I‘m not surprised at the attorneys advice. And yes – it IS possible that not telling OM wife just MIGHT give you a eve-so-slight better point IF this goes to divorce and IF there are issues with custody. But IMHO it’s like saying that carrying a rabbit’s foot might give you better luck when paragliding.

The attorneys advice is totally 100% geared at making your position in divorce better. It takes no consideration to you possibly wanting to reconcile. If YOU are totally 100% committed to divorce then follow the attorneys advice. And her suggestion to have a date – well ignore it. After all your relationship now is purely as former and ex with only the formalities left.

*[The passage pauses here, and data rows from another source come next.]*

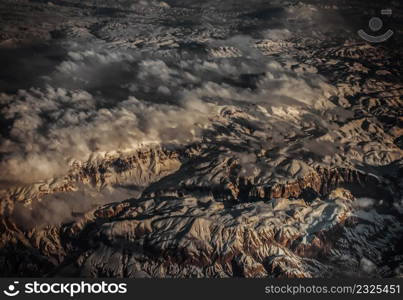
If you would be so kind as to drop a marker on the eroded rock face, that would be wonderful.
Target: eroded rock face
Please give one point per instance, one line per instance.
(165, 142)
(194, 237)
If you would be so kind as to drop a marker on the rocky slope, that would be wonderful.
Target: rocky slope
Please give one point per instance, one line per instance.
(170, 139)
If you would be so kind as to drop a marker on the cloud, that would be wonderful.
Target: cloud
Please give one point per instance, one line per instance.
(98, 100)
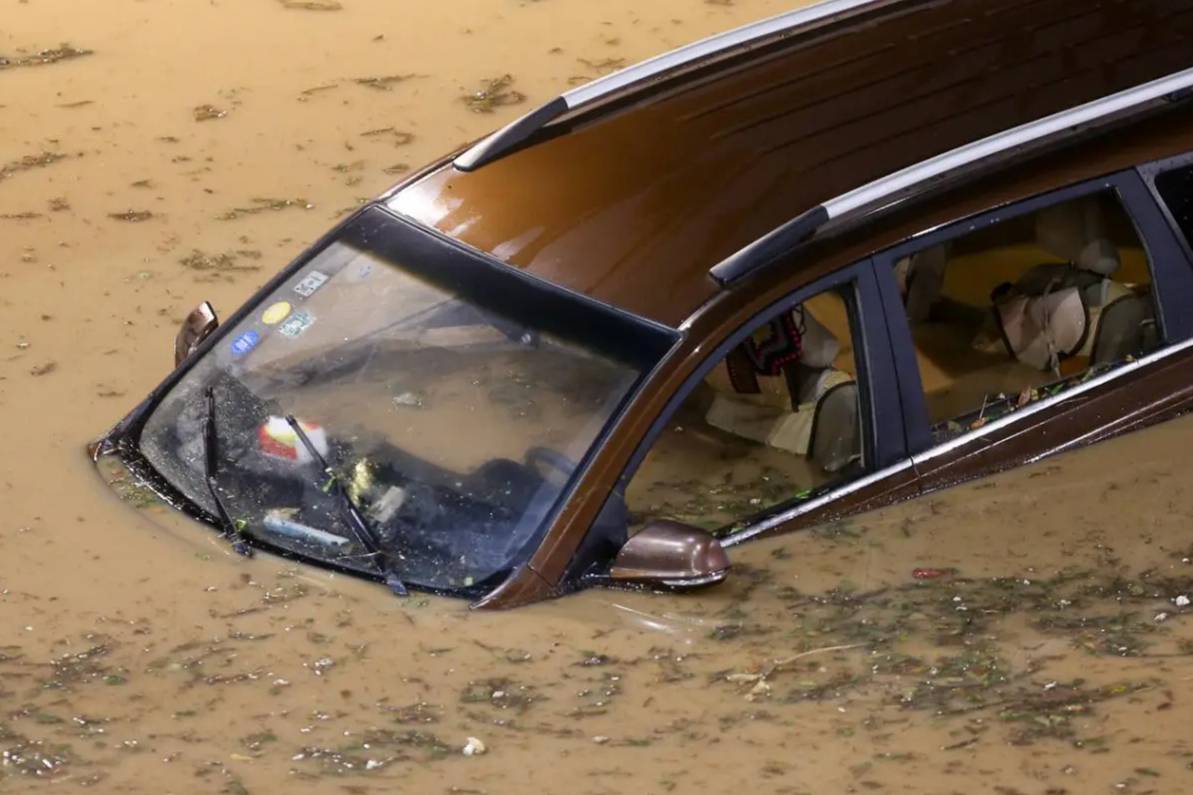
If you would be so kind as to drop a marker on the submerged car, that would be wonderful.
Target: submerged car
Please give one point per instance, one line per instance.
(824, 263)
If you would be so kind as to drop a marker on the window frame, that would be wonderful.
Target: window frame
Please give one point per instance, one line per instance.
(1148, 173)
(1172, 291)
(884, 442)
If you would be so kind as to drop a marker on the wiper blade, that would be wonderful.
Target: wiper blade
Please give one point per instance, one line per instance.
(210, 470)
(364, 534)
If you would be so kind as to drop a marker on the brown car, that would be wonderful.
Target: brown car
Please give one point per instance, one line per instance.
(824, 263)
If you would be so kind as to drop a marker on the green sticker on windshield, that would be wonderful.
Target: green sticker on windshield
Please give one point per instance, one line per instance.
(296, 322)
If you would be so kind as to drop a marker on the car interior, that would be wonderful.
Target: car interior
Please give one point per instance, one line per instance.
(1017, 310)
(777, 419)
(1001, 316)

Look – I guess I’m one of the hard-nuts here on SI when it comes to dealing with infidelity. I truly believe that the absolute best way is to accept the situation as it is. That there isn’t anything we can do that MAKES the WS change. That all we can do is create a situation where WE move out of infidelity and in doing so we present something that the WS sees, remembers, wants… and possibly follows. So by following my advice and my long speech you tell your wife – Yes – I DO want to reconcile BUT even less I want to share you. So therefore you are moving out of infidelity and thereby out of marriage.

I think that we KNOW when it’s over. In your case I sense a wish that the marriage could reconcile. So refusing any attempt by her to reconcile wouldn’t make sense. BUT you need some minimum assurances before you should even open the slightest to reconciliation. I mentioned those assurances in an earlier post.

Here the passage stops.